Amazon Engages Publishers for AI Content Licensing Platform

Deep News
3 hours ago

According to two individuals familiar with the discussions, Amazon.com has informed publishing industry executives of its plan to launch a content marketplace where publishers can sell content to companies developing AI products.

These talks occur as publishers and AI firms negotiate how AI companies access online content—whether for model training or answering user queries. Publishers are advocating for compensation models based on the volume of content used. Last week, Microsoft introduced a service connecting publishers with AI buyers.

Amazon Web Services (AWS) is scheduled to host a publishers conference in New York on Tuesday. Ahead of the event, AWS distributed presentation materials referencing the content platform. Slides reviewed by The Information indicate that AWS categorizes the platform alongside core AI tools like Bedrock and QuickSight as products available to publishers.

An Amazon.com spokesperson stated that the company "has long-standing, innovative partnerships with publishers across many areas of its business," including AWS, retail, advertising, AI, and Alexa. "We are constantly innovating with our partners to best serve customers, but do not have specific information to share at this time."

Publishers increasingly complain that the popularity of AI chatbots and AI-powered search summaries has reduced traffic from search engines to their websites, hurting readership and ad revenue. For example, when The Washington Post conducted layoffs last week, it partly attributed the move to declining search traffic and the rise of generative AI.

Publishing challenges have also led to legal disputes. In September last year, Penske Media, parent company of Rolling Stone, sued Google, alleging that incorporating AI summaries into search results harmed its revenue. Google has moved to dismiss the lawsuit, arguing it has no obligation to direct traffic to Penske or collaborate on the latter's preferred terms.

Some companies, including Amazon.com, have directly signed AI-related licensing agreements with certain publishers, typically involving fixed fees. It has been reported that Amazon.com pays The New York Times over $20 million annually to use news articles, NYT Cooking recipes, and other content in its Alexa assistant and to train its AI models.

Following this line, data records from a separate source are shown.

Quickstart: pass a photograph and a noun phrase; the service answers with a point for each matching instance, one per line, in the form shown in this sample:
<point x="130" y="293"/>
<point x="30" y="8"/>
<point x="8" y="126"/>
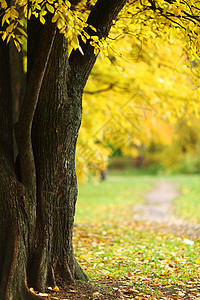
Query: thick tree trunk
<point x="55" y="132"/>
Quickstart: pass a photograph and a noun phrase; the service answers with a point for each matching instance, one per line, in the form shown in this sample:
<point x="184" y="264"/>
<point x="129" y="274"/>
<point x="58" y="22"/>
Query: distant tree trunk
<point x="37" y="201"/>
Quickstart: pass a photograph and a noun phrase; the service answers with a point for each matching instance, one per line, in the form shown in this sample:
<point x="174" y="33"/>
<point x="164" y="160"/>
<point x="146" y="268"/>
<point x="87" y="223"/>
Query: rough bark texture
<point x="37" y="203"/>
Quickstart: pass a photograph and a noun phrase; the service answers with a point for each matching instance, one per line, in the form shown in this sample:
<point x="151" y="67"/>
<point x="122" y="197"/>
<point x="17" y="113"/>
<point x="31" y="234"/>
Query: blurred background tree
<point x="142" y="103"/>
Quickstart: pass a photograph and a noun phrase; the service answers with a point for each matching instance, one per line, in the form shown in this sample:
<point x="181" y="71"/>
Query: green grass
<point x="109" y="244"/>
<point x="188" y="204"/>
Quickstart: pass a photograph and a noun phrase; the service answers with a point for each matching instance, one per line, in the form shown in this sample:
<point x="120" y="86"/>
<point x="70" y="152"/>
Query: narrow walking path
<point x="158" y="211"/>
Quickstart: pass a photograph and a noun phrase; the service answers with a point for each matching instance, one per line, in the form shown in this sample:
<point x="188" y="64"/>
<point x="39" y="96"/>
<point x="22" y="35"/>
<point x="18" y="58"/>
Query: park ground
<point x="137" y="236"/>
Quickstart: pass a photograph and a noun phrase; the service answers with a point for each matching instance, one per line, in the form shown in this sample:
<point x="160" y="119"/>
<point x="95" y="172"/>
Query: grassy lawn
<point x="108" y="244"/>
<point x="188" y="204"/>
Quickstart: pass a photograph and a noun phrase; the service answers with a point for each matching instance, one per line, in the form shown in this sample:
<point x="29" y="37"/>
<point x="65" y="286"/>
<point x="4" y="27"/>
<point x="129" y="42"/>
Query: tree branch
<point x="24" y="125"/>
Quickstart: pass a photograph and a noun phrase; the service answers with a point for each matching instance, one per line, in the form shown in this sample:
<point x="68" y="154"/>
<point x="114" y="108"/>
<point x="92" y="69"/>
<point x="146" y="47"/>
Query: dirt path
<point x="158" y="211"/>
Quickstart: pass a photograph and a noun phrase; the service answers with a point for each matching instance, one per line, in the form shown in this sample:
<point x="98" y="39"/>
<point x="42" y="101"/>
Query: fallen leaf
<point x="43" y="294"/>
<point x="55" y="289"/>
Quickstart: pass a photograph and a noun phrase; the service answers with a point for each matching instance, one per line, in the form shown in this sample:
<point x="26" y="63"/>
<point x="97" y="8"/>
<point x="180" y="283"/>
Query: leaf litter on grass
<point x="134" y="259"/>
<point x="151" y="262"/>
<point x="138" y="262"/>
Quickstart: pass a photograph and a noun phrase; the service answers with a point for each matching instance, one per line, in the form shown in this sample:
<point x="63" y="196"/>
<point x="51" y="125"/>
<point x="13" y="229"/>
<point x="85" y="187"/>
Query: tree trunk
<point x="38" y="196"/>
<point x="55" y="132"/>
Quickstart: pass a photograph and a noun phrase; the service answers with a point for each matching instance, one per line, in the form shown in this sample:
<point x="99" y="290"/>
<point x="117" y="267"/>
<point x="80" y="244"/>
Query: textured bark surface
<point x="38" y="195"/>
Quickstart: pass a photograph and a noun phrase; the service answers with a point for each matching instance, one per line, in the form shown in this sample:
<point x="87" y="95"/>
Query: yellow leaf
<point x="55" y="289"/>
<point x="55" y="18"/>
<point x="17" y="45"/>
<point x="42" y="20"/>
<point x="22" y="31"/>
<point x="43" y="294"/>
<point x="3" y="4"/>
<point x="50" y="8"/>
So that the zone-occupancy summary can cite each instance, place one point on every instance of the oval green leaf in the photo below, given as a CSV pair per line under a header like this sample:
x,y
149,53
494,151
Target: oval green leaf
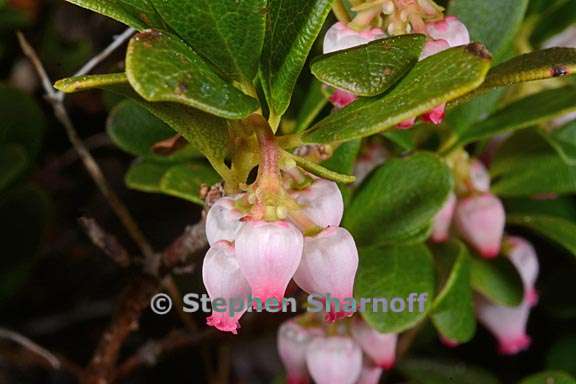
x,y
399,200
370,69
395,272
161,67
433,81
230,34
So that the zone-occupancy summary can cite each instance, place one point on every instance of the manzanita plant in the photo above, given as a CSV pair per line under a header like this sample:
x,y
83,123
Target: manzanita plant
x,y
384,177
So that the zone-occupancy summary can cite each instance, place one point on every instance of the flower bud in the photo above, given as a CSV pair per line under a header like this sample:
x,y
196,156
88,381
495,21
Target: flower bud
x,y
507,324
480,220
335,359
223,220
479,176
370,373
269,253
293,340
522,254
380,347
224,280
443,220
340,37
450,29
328,267
341,99
322,202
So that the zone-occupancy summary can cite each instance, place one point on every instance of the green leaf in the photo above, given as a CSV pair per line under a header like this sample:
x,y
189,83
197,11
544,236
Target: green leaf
x,y
291,29
526,112
423,371
139,14
135,130
161,67
497,280
230,34
453,309
549,377
13,162
208,133
315,101
433,81
395,272
84,83
527,165
559,230
563,139
370,69
399,200
321,171
21,120
493,23
186,180
180,180
539,65
146,175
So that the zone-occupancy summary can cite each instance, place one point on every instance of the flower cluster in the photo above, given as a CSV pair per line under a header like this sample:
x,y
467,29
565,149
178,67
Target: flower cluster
x,y
350,353
479,217
256,252
446,33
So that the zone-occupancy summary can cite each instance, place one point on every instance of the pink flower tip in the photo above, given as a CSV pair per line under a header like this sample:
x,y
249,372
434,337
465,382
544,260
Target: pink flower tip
x,y
223,324
515,345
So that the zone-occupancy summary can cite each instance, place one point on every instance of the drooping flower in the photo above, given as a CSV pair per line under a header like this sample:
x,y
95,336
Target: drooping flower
x,y
380,347
508,324
223,220
443,220
224,280
480,220
269,254
334,359
479,176
328,267
370,373
293,341
322,202
522,254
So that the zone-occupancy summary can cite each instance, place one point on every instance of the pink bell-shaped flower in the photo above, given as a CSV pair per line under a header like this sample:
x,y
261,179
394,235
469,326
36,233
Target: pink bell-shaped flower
x,y
480,220
335,359
450,29
443,220
293,341
328,267
223,220
479,176
380,347
522,254
322,202
370,373
340,37
224,280
269,254
507,324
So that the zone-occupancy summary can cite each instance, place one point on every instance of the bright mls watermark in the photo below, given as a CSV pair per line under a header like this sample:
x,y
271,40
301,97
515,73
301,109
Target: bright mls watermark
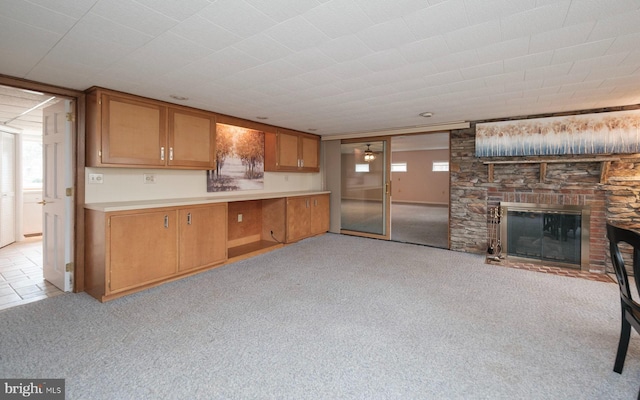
x,y
49,389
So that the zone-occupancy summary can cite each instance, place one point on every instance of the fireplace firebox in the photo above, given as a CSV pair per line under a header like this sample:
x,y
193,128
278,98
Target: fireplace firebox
x,y
548,233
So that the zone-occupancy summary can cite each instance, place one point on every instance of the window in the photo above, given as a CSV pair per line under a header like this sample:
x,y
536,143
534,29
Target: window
x,y
440,166
32,162
398,167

When Amazon.com launched the free version of Alexa+ last week, a chatbot, it noted collaborations with over 200 media outlets, including The Washington Post, Forbes, and Time, to supply content for Alexa. Any user with an Amazon.com account can now access the free version via a web browser, subject to usage limits.

Publishers are increasingly seeking payment models based on how frequently AI companies use their content, viewing this as a more sustainable business approach that scales with growing AI usage.

Cloudflare and Akamai, which provide website operation support for publishers, began offering tools in the second half of 2025 to help publishers block AI web crawlers from scraping content and to charge AI companies for access. AWS offers a similar service called CloudFront.

Microsoft began piloting its own content marketplace last year, integrating publishers such as People Inc. and Condé Nast. When announcing the full launch last week, Microsoft stated it had tested the platform with its commercial and consumer versions of Copilot before opening it to external buyers.

However, technical challenges remain in ensuring AI companies comply with payment structures. For instance, some AI crawlers occasionally disguise themselves as human visitors, undermining content protection measures.

Several publishing executives expressed overall concern that AI content marketplaces may lack sufficient demand from AI buyers. Microsoft, for example, has so far only publicly named Yahoo as a content buyer—Yahoo launched a new AI search chatbot at the end of January.